The immune stimulating ability of each sample was determined by measuring the induction of an immune response in peripheral blood mononuclear cells (PBMCs) by the sample. This response was detected and quantified using a cytometric bead array (CBA) technique to measure cytokines secreted by the blood cells.

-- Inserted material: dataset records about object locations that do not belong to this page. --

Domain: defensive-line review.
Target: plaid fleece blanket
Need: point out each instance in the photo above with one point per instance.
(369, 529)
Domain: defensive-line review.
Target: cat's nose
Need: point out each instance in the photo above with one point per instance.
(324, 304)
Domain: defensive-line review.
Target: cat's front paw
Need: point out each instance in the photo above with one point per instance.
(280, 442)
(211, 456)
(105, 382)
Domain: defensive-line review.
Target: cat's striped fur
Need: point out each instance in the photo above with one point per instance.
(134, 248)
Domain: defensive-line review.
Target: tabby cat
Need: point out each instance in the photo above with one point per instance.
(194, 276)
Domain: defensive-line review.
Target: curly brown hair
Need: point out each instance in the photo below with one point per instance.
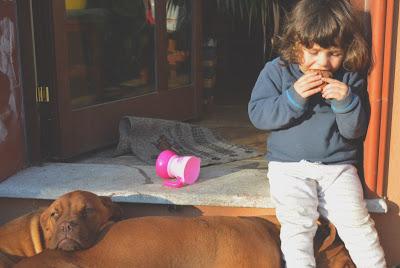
(328, 23)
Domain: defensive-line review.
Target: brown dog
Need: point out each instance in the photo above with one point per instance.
(190, 242)
(73, 221)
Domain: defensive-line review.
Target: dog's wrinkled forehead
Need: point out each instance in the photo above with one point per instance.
(76, 201)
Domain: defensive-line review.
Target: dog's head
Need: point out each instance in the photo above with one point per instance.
(75, 220)
(329, 249)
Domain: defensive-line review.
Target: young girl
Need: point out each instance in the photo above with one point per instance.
(316, 130)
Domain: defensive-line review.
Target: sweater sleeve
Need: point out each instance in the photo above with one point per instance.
(351, 115)
(271, 107)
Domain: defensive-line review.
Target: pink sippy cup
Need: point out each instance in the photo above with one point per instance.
(185, 169)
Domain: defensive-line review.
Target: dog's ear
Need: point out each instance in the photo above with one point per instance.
(116, 210)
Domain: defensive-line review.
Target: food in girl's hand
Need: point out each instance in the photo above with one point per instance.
(323, 73)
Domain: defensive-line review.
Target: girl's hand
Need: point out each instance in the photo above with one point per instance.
(308, 85)
(335, 89)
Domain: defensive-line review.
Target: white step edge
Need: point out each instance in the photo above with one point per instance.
(377, 205)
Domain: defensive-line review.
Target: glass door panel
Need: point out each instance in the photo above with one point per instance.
(110, 50)
(179, 36)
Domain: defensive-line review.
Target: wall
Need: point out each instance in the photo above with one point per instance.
(12, 151)
(389, 225)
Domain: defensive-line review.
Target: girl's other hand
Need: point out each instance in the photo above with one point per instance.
(308, 85)
(334, 89)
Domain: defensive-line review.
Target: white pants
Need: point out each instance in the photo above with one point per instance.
(301, 191)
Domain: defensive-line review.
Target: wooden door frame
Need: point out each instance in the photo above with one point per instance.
(45, 135)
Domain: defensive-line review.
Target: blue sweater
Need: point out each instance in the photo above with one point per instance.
(313, 129)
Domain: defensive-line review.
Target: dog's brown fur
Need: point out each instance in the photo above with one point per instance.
(192, 242)
(73, 221)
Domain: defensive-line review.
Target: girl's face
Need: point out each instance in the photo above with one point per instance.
(316, 57)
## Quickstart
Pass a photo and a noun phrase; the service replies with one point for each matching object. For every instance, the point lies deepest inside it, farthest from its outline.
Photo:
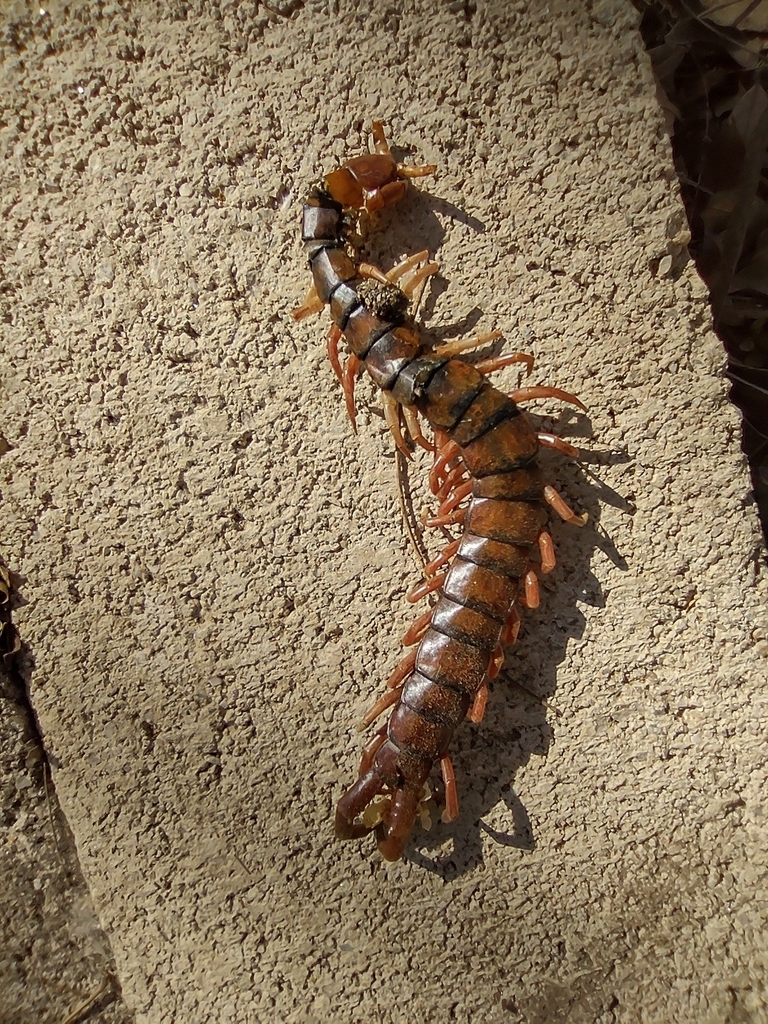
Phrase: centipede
(484, 474)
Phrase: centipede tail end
(484, 476)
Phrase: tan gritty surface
(215, 566)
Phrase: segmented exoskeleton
(484, 454)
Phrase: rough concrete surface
(214, 565)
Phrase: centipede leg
(444, 455)
(547, 551)
(558, 503)
(451, 811)
(334, 337)
(500, 361)
(414, 428)
(497, 660)
(477, 711)
(414, 279)
(380, 139)
(553, 441)
(406, 264)
(370, 270)
(529, 393)
(351, 369)
(392, 417)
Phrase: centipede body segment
(484, 474)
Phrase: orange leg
(445, 454)
(497, 660)
(451, 812)
(380, 139)
(418, 629)
(565, 512)
(404, 668)
(528, 393)
(547, 551)
(369, 270)
(420, 591)
(553, 441)
(385, 700)
(351, 368)
(446, 554)
(334, 337)
(477, 711)
(500, 361)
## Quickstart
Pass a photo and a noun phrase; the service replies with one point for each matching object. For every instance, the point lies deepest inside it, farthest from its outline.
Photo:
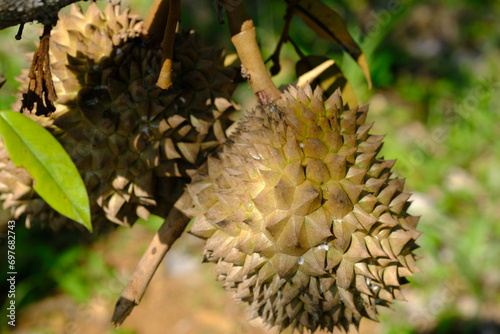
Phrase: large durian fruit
(305, 223)
(129, 138)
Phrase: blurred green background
(436, 81)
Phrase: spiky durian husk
(305, 223)
(127, 137)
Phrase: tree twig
(14, 12)
(41, 91)
(167, 45)
(171, 230)
(244, 39)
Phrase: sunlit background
(436, 87)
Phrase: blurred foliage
(436, 82)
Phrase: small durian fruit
(303, 220)
(132, 141)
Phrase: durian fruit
(305, 223)
(127, 137)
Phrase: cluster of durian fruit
(304, 222)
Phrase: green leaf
(57, 180)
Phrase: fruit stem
(244, 38)
(170, 230)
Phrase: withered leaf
(329, 25)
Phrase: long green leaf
(57, 180)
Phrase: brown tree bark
(14, 12)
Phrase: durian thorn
(170, 230)
(167, 45)
(244, 39)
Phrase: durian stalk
(244, 39)
(171, 230)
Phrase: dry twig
(41, 91)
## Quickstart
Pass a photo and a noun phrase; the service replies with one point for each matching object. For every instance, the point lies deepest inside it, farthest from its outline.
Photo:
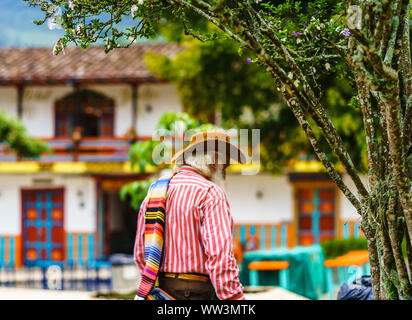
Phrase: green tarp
(307, 275)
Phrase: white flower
(133, 10)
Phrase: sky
(18, 30)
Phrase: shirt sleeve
(217, 230)
(139, 249)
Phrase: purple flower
(346, 32)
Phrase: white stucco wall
(348, 211)
(275, 205)
(76, 218)
(162, 98)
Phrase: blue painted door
(43, 230)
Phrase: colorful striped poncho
(154, 234)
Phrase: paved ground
(35, 294)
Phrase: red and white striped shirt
(198, 235)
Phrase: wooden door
(42, 226)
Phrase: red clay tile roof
(27, 65)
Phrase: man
(198, 261)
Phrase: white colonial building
(89, 107)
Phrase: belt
(186, 276)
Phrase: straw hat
(211, 141)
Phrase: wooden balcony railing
(103, 149)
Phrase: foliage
(13, 132)
(339, 247)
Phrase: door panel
(43, 230)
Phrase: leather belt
(186, 276)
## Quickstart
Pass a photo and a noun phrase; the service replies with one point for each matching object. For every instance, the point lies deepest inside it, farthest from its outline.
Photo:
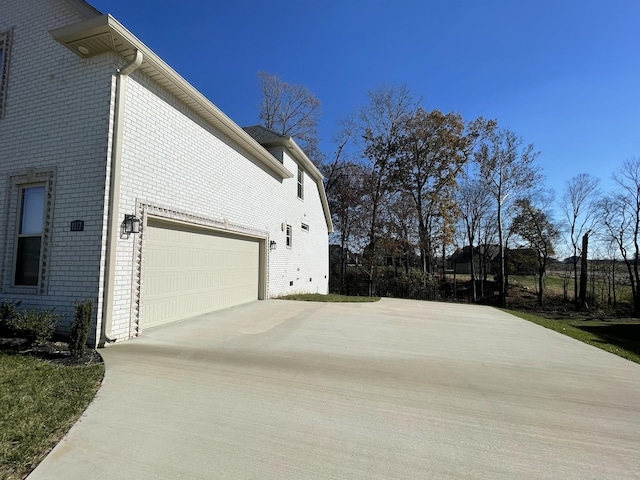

2.2.8.1Limulus Amoebocyte Lysate (LAL) Assay
The Limulus Amoebocyte Lysate (LAL) assay was used to determine the amount of any contaminating lipopolysaccharide (LPS) in samples prior to testing for immune activity, primarily to confirm that samples to be tested did not contain sufficient LPS to induce a detectable immune response. The assay was carried out in a sterile microplate according to the supplier’s instructions, except that the volumes of sample, lysate, chromogenic substrate and stop reagent (25 % v/v glacial acetic acid) were reduced to 20, 20, 40 and 40 μL, respectively. The absorbance at 405 nm was read in a Molecular Devices OPTImax™ tuneable microplate reader. Samples were tested in duplicate. The detection range for this assay is 0.1 – 1.0 Endotoxin units per millilitre (EU/mL).
2.2.8.2PBMC Assay
PBMCs are a subset of blood cells including a number of different types of immune cells. These cells provide a convenient method of measuring immune responses. When examining the immune responses to probiotics, the immune response in the intestinal tract is often considered to be the most relevant. While the immune response in the blood may not necessarily approximate that in the gut exactly, the same major immune cell types are represented.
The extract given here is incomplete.